Open centipeda opened 8 years ago
another thing is, this issue is "solved" by Github's notification inbox. You see all the events you've missed there.
If each event has the name of the repo in it, you could just accumulate data and distribute to the subscribed users the repos they requested.
I don't see a problem with keeping the events stored somewhere until digest time.
If an API request can get you the event history, you could just read that and send the history up to the last digest. If that's possible, it wouldn't be watching, it'd be checking
if none of that made sense, I apologize. I'll blame it on sleepy
Oh, dang, that should work much better. I'all double-check the docs and see if that can be done.
good. I'm glad that helped a bit. I may have been a bit tipsy at time of write :3
I'm asking mostly because of issue #3, for periodic notifications from repositories on GitHub. There are a few ways I've found you can accomplish this -- manually caching all repo data, installing webhooks on each repo, and reporting the notifications you receive when you "watch" a repository as a user.

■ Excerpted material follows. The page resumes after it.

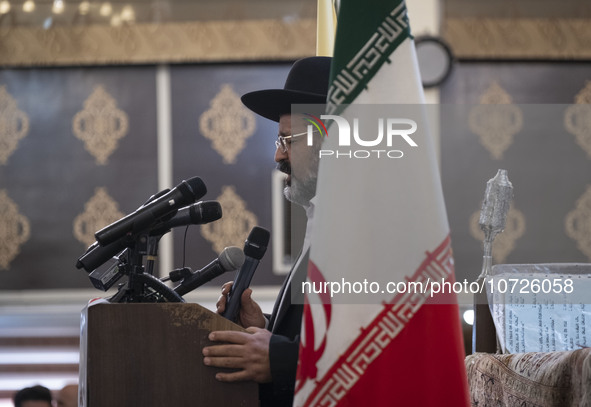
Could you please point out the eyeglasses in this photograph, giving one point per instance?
(283, 142)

Attempting to cache the data of the repos you want notifications from is incredibly unwieldy (and raises questions of privacy).
Installing webhooks onto a repo is the most convenient solution and works well, but requires permission from the repo owner to install webhooks. Additionally, there is already integrated support for webhooks within Discord, which already functions with GitHub. I'm going to assume that anyone who wants notifications from GitHub through Discord and has the permission to install webhooks on all the repos they want notifications from would use Discord's builtin stuff.
That leaves the third option, "watching". You can, through the API, set a repo to being "Watched", in the same way you'd click "Watch" on a repository or organization to receive notifications when there's activity. This requires the cog to log in through the API with a GitHub username and password/personal access token. This raises the question of whose account the cog should be granted access to. If the bot owner gives his credentials to the bot and lets users subscribe the bot to arbitrary repos, then the bot owner is now potentially flooded with notifications from repositories he didn't subscribe to himself. The only other option (that I can think of) is to create an entirely new account for the bot and use that account's credentials to log in and subscribe to repos, which seems inconvenient and unnecessary for an application as small as this. Who, then, should the bot authenticate as?
There's probably a much simpler solution staring me in the face, but I can't see it right now. Your thoughts would be appreciated.